In other words, already in the first weeks after the construction of the temporary Lenin Mausoleum began on Red Square, rumors about sewage problems that arose during construction spread not only in Moscow, but also beyond its borders. However, the first mention in this regard of Patriarch Tikhon and the biting phrase attributed to him is recorded only a few months later. August 27, 1924 at diary philologist Nikolai Mendelson writes: “An anecdote related to recent conversations (probably nonsense) that the sewer pipes running there burst in Lenin’s crypt. The patriarch allegedly found out about this and, after being silent for a while, said: “By the relics and the oil!”
There is no earlier use of this expression either in the National Corpus of the Russian Language or in other sources. It was most likely actually invented in 1924, but the question of its authorship remains open.
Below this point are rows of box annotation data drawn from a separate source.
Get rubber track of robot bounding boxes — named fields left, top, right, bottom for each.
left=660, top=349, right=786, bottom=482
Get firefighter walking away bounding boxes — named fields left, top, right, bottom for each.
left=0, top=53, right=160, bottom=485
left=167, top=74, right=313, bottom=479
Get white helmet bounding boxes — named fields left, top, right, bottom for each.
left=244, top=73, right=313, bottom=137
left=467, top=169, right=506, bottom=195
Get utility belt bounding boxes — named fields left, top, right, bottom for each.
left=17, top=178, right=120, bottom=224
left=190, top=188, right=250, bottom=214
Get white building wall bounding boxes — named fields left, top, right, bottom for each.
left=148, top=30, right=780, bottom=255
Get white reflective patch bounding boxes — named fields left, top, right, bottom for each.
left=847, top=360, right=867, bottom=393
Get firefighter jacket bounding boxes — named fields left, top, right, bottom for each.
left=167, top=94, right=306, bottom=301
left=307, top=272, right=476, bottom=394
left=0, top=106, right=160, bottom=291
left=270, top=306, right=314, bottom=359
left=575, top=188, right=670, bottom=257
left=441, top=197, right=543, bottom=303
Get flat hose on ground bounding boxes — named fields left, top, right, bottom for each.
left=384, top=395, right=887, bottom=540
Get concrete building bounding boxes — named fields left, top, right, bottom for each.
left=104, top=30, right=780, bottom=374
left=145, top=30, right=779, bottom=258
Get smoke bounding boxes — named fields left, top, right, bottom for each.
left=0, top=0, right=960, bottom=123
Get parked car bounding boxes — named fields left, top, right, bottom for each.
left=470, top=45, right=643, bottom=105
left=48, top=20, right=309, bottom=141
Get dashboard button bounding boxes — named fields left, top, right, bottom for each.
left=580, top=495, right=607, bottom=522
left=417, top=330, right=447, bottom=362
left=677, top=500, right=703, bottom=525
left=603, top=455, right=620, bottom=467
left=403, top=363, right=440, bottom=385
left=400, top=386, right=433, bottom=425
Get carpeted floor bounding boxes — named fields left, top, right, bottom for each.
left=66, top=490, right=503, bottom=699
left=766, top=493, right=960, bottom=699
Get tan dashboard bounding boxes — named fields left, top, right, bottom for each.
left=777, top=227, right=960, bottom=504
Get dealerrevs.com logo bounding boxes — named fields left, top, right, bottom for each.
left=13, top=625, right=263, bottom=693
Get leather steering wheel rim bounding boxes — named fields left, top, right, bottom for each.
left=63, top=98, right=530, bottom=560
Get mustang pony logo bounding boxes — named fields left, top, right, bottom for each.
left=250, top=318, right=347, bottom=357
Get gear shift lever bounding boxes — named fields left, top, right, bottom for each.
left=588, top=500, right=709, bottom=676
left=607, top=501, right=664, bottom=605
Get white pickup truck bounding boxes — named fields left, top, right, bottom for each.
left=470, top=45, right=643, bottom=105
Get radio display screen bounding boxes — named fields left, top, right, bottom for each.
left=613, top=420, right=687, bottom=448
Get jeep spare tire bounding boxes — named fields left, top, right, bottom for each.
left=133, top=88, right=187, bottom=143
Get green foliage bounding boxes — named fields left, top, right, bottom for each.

The expression does not appear in the two-volume book "Contemporaries about Patriarch Tikhon", where many conversations with the patriarch on various topics are reproduced, nor in the book "Investigative case of Patriarch Tikhon. Collection of documents based on materials from the Central Archive of the FSB of the Russian Federation"(although a harsh statement about the leader could well have become the reason for another denunciation), nor in the work of Protopresbyter Vasily Vinogradov"About some of the most important moments of the last period in the life and work of Patriarch Tikhon (1923–1925)" In some publications approved, that Bonch-Bruevich wrote about the words of the patriarch, but there is no such episode in any of his published books. There is no information in open sources that there is a previously unpublished diary or memoirs of a prominent Bolshevik preserved somewhere in the archives. In the work of political scientists Dora Shturman and Sergei Titkin “The Soviet Union in the mirror of a political joke“This story is recorded in a slightly different form, without mentioning Patriarch Tikhon: “A sewer began to flow under Lenin’s mausoleum. Experts could not find the damage. We decided to ask one omniscient elder what to do. The elder thought and said: “According to the relics and the oil.”
Thus, although this catchphrase actually appeared during the lifetime of Patriarch Tikhon, there is no evidence that the church hierarchy uttered it. Apparently, his contemporaries added his name and supposed statement to a story that appeared shortly after the construction of Lenin's temporary mausoleum began. Although sources from 1924 record rumors of sewerage problems during construction, there is no documentary evidence of this either.